Background:  A recent study showed poor correlation of HIV RNA levels with subsequent CD4 decline. However, CD4 slopes were determined over a long period (upper quartile 4.6 years) and did not adjust for initial CD4 counts. Using data from the AIDS Link to Intravenous Experience (ALIVE) cohort and the Johns Hopkins HIV Clinical Cohort (JHHCC), this relationship and the predictive value of HIV RNA for clinical disease progression were investigated.

Methods:  A random-effects model was used to calculate CD4 slopes in semi-annual measurements from 197 seroconverters from ALIVE with data between 1988 and 1997. We determined the predictive value (R²) of the first HIV RNA value taken >1.5 years after the first HIV⁺ visit for subsequent CD4 slopes prior to clinical AIDS. Similarly short-term CD4 slopes within a specified time period (0.25, 0.5, 0.75, 1.0, 1.5, and 2 years) after initial HIV RNA measurement between 1996 and 2005 were determined for 392 patients free of clinical AIDS and not receiving any ART in the JHHCC. The R² for the first HIV RNA and CD4 count were determined for predicting subsequent CD4 slopes. Similar R² metrics were used to examine the predictive value of HIV RNA with time to clinical AIDS or death within the ALIVE data.

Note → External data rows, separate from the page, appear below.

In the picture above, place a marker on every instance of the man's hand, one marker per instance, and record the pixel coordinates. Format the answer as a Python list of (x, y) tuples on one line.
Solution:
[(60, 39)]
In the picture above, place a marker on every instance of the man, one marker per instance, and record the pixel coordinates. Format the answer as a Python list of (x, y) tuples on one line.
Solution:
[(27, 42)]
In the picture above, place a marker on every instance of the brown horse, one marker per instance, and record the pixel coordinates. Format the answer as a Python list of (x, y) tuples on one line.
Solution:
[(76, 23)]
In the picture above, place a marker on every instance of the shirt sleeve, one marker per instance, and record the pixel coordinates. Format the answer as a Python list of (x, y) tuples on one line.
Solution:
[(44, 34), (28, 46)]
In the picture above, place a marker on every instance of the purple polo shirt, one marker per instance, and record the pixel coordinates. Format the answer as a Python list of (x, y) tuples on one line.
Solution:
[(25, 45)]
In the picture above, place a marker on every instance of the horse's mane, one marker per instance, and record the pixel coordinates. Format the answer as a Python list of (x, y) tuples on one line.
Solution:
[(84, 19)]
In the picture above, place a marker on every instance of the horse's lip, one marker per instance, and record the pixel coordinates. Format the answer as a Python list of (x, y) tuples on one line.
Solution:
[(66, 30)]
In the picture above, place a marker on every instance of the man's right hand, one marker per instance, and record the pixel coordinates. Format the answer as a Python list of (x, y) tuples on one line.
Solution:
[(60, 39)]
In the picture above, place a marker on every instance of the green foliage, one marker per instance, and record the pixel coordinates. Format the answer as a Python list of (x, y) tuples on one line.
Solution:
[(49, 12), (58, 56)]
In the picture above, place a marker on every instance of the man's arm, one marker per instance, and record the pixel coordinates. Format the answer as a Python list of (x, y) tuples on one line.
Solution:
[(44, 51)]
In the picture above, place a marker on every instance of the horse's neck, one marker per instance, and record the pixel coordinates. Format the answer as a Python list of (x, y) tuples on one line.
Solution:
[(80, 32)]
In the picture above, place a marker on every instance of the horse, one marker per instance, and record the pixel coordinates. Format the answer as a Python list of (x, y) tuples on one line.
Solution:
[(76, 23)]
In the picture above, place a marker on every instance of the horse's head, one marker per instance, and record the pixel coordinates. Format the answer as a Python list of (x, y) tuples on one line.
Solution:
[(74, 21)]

Results:  The R² of a single HIV RNA measurement for CD4 slope over a median of 3.18 years in ALIVE was minimal (R² <0.01) and for short-term CD4 slopes in the JHHCC data was <0.05. Initial CD4 explained a large proportion of CD4 slopes (p <0.001) especially over a short period of time (R² >0.76 for ≤0.75 years) even after adjusting for HIV RNA levels. The predictive value of a single HIV RNA measurement with time to clinical AIDS or death (n = 45; 23%) in ALIVE was substantially higher (R² = 0.32, p <0.002). Using time-updated HIV RNA values, the R² of HIV RNA was even stronger (0.61, p <0.002). After adjusting for time-varying CD4, the R² of HIV RNA were attenuated but remained high (0.19 and 0.42, respectively) and statistically significant from 0.01 (p ≤0.006).

Conclusions:  Our results confirm that HIV RNA has poor predictive value for CD4 slope alone and that any explanation for rate of CD4 slope should account for initial CD4. However, our analysis showing high predictive value for clinical disease events even after adjusting for CD4 levels reinforces the importance of HIV RNA as an independent marker of HIV disease progression.